With the exception of the biggest of games (like last year's extravaganza against BYU), this is a pretty typical attendance figure for the June Jones era. Which means PPV didn't even make a dent in the gate. Which means all that cash is bonus money.
But let's take another look at the numbers. With more than 12,000 personal PPV sales, let's say that an average of four people watched in each house (a ridiculously low estimate). This means there are at least -- and likely far more than this -- 48,000 more people who want to watch the game, but for whatever reason won't attend in person.
That UH is reaching this demographic (and its wallets) is an unqualified success. But the fact that there is a stadium full of fans who want to watch the game but aren't willing to fill the stadium raises concerns.
The money is nice, but UH also needs to find out how it can get these people in the house.
Pay-per-view will really make a difference if it can make its viewers wish they were there.
You think these guys aren't scholar-athletes? When UH offensive lineman Uriah Moenoa was describing Timmy Chang's new leadership style after Saturday's game, he busted out this one:
"I'm thinking about Napoleon when I heard that," Moenoa said.
Napoleon! Where did Napoleon come from?
"'Cause I just did a research paper on Napoleon," Moenoa said.
Now this is the true college experience. Let it now be said that college football brings the classroom to life.
I would listen to Jim Leahey read the dictionary.
In fact, the more I think about it, that really isn't a bad idea. It might even be more entertaining than sports. Just imagine:
"Reciprocity -- a reciprocal relationship, an interchange of favors, especially the exchange of trading rights between nations. You will recall that it was King Kalakaua who signed the reciprocity treaty with the United States, which allowed Hawaii to import and sell sugar without tariffs, in order to help the sugar trade prosper in old Hawaii." I would watch this show.
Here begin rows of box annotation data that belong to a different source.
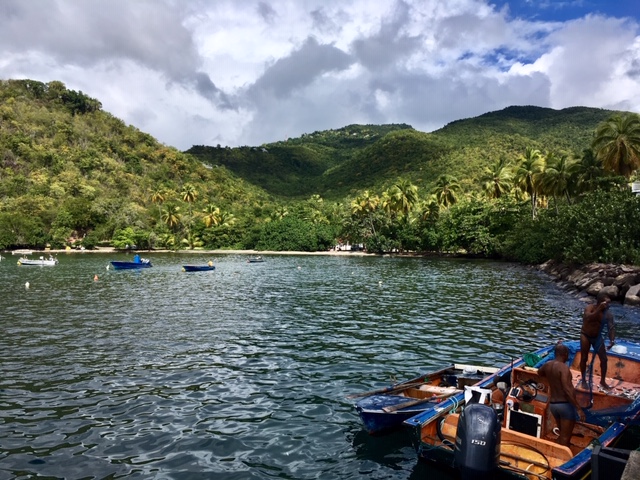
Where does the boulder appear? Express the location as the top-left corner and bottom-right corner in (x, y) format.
(624, 285), (640, 305)
(598, 285), (620, 300)
(586, 280), (604, 297)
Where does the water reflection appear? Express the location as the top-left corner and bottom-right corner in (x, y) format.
(0, 254), (638, 479)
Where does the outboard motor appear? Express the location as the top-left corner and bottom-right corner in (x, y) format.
(454, 387), (501, 480)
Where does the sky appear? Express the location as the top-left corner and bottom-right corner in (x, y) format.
(0, 0), (640, 150)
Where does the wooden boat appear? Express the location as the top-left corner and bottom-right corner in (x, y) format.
(111, 255), (153, 270)
(405, 340), (640, 480)
(348, 364), (498, 435)
(18, 255), (58, 267)
(182, 262), (216, 272)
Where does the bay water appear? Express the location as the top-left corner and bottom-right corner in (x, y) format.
(0, 253), (640, 480)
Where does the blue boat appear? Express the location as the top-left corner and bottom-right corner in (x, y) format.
(182, 262), (216, 272)
(111, 254), (153, 270)
(405, 339), (640, 480)
(347, 364), (497, 435)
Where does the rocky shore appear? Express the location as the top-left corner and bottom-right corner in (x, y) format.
(538, 261), (640, 306)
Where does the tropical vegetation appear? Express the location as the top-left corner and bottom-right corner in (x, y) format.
(0, 80), (640, 263)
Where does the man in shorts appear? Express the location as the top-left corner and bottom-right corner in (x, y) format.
(538, 343), (585, 446)
(580, 295), (615, 390)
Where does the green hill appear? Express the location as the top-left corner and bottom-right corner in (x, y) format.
(186, 106), (616, 199)
(0, 80), (632, 249)
(0, 80), (267, 248)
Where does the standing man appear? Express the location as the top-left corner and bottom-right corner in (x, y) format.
(538, 343), (584, 447)
(580, 295), (616, 390)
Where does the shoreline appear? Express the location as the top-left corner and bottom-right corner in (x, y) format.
(0, 247), (378, 257)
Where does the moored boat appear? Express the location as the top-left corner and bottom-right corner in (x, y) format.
(110, 254), (153, 270)
(18, 255), (58, 267)
(348, 364), (498, 435)
(405, 339), (640, 480)
(182, 261), (216, 272)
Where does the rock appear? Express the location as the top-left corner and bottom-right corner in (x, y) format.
(624, 285), (640, 305)
(538, 261), (640, 305)
(586, 280), (604, 297)
(598, 285), (620, 300)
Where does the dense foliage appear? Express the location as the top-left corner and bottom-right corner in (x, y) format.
(0, 80), (640, 263)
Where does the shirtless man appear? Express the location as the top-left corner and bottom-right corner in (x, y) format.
(580, 295), (615, 390)
(538, 343), (585, 446)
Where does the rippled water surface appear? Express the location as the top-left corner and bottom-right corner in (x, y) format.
(0, 253), (640, 479)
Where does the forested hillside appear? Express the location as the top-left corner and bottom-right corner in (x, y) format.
(187, 106), (615, 199)
(0, 80), (266, 248)
(0, 80), (640, 263)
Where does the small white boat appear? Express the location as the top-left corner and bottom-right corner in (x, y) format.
(18, 255), (58, 267)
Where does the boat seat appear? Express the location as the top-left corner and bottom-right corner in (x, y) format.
(464, 386), (491, 405)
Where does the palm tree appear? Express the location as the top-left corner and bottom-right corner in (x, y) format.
(151, 187), (166, 217)
(390, 179), (418, 217)
(419, 194), (440, 223)
(269, 205), (289, 220)
(218, 212), (237, 228)
(514, 147), (545, 218)
(180, 231), (203, 250)
(351, 190), (380, 237)
(541, 152), (577, 211)
(480, 156), (513, 198)
(161, 205), (181, 230)
(592, 114), (640, 179)
(203, 204), (220, 228)
(575, 148), (605, 192)
(180, 183), (198, 214)
(431, 174), (462, 208)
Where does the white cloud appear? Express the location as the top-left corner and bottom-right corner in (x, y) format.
(0, 0), (640, 149)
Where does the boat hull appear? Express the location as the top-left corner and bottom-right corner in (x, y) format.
(111, 261), (153, 270)
(405, 340), (640, 480)
(18, 258), (58, 267)
(355, 365), (497, 435)
(182, 265), (216, 272)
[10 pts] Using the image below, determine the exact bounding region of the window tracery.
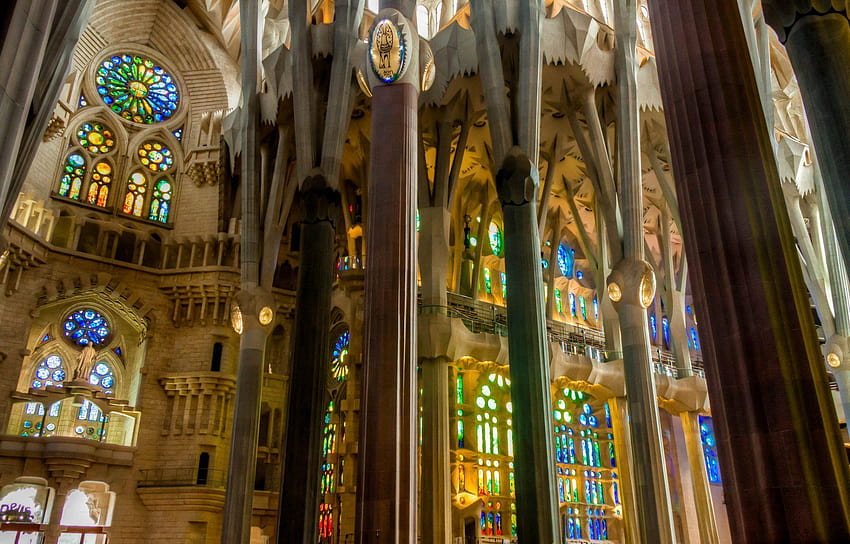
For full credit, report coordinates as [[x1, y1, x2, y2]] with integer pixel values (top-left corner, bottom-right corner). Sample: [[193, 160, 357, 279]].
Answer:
[[56, 49, 183, 224]]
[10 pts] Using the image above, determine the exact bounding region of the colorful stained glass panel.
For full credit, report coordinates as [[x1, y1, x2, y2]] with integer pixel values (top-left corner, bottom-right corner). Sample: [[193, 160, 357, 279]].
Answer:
[[77, 123, 115, 154], [139, 142, 174, 172], [62, 309, 110, 346], [95, 55, 180, 124]]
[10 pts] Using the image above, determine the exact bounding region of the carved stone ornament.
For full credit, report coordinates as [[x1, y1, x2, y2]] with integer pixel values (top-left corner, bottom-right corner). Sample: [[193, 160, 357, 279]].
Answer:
[[607, 259, 655, 308], [496, 147, 539, 206], [369, 18, 410, 83], [762, 0, 847, 43]]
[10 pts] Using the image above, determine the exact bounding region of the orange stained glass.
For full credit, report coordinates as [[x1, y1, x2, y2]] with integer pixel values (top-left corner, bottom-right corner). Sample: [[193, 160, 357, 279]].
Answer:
[[124, 172, 148, 217]]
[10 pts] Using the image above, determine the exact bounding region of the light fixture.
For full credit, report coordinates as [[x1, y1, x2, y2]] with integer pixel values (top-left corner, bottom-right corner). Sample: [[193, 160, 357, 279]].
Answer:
[[608, 282, 623, 302], [826, 353, 841, 368], [230, 304, 242, 334], [259, 306, 274, 327]]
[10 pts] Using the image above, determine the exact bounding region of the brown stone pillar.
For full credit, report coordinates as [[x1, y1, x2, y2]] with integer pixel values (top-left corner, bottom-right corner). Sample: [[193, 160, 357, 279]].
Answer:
[[277, 174, 339, 544], [650, 0, 850, 544], [355, 8, 419, 544]]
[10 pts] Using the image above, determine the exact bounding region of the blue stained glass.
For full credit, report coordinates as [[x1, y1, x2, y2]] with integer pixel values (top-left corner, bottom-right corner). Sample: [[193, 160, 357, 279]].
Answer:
[[558, 243, 575, 278], [95, 55, 180, 124], [63, 309, 109, 346], [331, 330, 351, 382], [699, 416, 721, 484]]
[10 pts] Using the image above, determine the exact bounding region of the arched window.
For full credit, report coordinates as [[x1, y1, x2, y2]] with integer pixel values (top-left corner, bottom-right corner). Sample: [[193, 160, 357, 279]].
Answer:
[[123, 172, 148, 217], [59, 153, 86, 200], [558, 242, 575, 278], [699, 416, 721, 484], [57, 121, 116, 208], [331, 329, 351, 382], [458, 373, 516, 536], [488, 221, 505, 257], [56, 50, 183, 223], [552, 387, 620, 540], [148, 178, 171, 223], [210, 342, 222, 372]]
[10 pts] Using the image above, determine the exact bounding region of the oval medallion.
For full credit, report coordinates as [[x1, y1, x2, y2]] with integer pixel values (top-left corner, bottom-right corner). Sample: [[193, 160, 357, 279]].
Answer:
[[369, 19, 407, 83]]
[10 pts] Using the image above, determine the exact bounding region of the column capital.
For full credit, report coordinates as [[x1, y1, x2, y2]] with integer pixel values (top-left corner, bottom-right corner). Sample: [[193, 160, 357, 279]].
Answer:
[[762, 0, 847, 43], [301, 169, 340, 225], [496, 146, 540, 206]]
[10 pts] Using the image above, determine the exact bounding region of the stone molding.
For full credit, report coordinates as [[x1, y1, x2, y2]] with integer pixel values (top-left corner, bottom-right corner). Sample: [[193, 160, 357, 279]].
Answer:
[[762, 0, 847, 43]]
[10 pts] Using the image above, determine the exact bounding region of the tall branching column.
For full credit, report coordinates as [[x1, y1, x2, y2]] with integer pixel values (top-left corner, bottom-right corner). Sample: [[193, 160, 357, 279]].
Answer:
[[222, 0, 274, 544], [496, 148, 560, 544], [355, 6, 419, 544], [608, 0, 675, 544], [471, 0, 560, 544], [763, 0, 850, 272], [418, 205, 463, 544], [277, 175, 339, 544], [650, 0, 850, 544]]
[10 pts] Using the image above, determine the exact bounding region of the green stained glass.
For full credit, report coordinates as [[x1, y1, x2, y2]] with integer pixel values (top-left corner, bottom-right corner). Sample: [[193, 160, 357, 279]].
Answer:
[[488, 221, 505, 257], [95, 54, 180, 125], [59, 153, 86, 200], [138, 142, 174, 172]]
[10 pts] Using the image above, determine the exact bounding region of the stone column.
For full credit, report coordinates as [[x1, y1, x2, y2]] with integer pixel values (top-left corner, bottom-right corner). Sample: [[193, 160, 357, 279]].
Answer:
[[277, 174, 339, 544], [355, 6, 419, 544], [608, 259, 675, 543], [650, 0, 850, 544], [221, 288, 274, 544], [679, 412, 720, 544], [496, 151, 560, 544], [763, 0, 850, 268]]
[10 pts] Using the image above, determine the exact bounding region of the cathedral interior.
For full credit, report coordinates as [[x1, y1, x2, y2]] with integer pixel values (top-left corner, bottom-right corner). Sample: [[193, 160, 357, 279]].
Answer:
[[0, 0, 850, 544]]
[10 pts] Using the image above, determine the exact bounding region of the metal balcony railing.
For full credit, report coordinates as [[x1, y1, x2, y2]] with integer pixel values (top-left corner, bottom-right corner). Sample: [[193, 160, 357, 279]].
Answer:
[[138, 467, 227, 489]]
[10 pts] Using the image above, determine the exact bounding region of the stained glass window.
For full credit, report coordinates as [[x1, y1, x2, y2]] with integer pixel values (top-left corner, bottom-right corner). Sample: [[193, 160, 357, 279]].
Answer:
[[59, 153, 86, 200], [699, 416, 721, 484], [558, 242, 575, 278], [488, 221, 504, 257], [689, 327, 699, 351], [86, 161, 112, 208], [124, 172, 148, 217], [89, 361, 115, 395], [63, 309, 109, 346], [331, 330, 351, 382], [95, 55, 180, 124], [30, 355, 67, 389], [77, 123, 115, 155], [138, 142, 174, 172], [148, 178, 172, 223]]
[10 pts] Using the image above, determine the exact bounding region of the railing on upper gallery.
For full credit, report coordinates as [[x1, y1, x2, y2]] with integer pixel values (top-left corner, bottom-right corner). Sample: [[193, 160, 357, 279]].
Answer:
[[138, 467, 227, 489]]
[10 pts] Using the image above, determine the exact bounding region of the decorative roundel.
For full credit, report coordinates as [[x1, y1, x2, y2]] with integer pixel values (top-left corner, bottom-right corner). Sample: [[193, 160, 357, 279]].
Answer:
[[489, 221, 505, 257], [89, 362, 115, 395], [77, 123, 115, 154], [369, 19, 408, 83], [62, 309, 109, 346], [139, 142, 174, 172], [95, 54, 180, 125], [30, 355, 65, 389]]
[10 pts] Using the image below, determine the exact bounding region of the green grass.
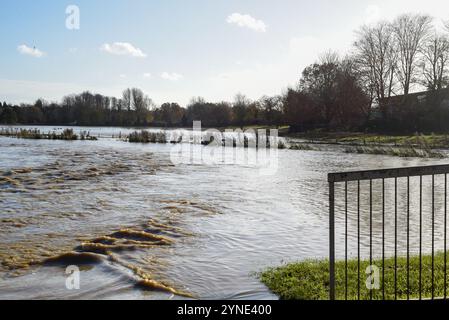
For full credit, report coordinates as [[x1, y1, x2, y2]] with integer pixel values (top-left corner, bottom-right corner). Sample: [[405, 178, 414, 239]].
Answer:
[[260, 253, 449, 300]]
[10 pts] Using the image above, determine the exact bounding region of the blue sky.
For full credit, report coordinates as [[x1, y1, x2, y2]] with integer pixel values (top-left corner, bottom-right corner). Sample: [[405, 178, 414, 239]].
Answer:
[[0, 0, 449, 104]]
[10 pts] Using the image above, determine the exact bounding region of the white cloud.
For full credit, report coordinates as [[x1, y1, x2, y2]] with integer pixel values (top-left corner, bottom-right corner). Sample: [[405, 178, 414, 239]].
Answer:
[[17, 44, 45, 58], [365, 4, 381, 24], [101, 42, 147, 58], [226, 13, 267, 32], [161, 72, 183, 81]]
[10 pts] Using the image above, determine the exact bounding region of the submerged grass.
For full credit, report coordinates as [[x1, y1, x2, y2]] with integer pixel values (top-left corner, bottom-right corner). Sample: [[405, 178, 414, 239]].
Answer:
[[345, 146, 445, 159], [0, 128, 97, 141], [260, 252, 449, 300]]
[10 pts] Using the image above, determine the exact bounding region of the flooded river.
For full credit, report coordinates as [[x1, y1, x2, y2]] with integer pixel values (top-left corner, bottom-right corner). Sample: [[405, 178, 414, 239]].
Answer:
[[0, 128, 444, 299]]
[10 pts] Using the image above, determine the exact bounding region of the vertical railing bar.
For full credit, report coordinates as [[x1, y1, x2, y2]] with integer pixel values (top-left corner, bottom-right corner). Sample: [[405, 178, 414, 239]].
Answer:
[[444, 174, 447, 300], [432, 175, 435, 300], [369, 180, 373, 300], [382, 179, 385, 300], [394, 178, 398, 300], [407, 177, 410, 300], [345, 181, 348, 300], [329, 182, 335, 300], [419, 176, 422, 300], [357, 180, 360, 300]]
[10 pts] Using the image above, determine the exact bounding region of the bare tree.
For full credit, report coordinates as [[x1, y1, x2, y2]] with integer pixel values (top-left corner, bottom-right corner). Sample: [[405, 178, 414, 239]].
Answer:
[[393, 14, 433, 95], [354, 22, 397, 117], [122, 89, 132, 111], [422, 33, 449, 90]]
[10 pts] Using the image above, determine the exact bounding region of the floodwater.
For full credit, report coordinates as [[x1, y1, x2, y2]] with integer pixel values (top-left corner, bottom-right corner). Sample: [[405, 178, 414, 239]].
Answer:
[[0, 128, 444, 299]]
Watching Hawaii's defense almost make great play after great play Saturday night (June Jones estimated that Eastern Illinois quarterback Tony Romo escaped sure sacks eight or nine times) shows you just how good Travis Laboy is. (It also shows you that if you're that good, missing a practice is forgivable -- missing a game is not.)
And that's how the UH defense was Saturday -- almost great. On the first play from scrimmage, it looked like one of those old comedies in which you open a closet and get buried, everything falling on your head. And "everything" included Lance Samuseva.
But at other times it seemed as if Eastern Illinois had found the Miami (Ohio) playbook.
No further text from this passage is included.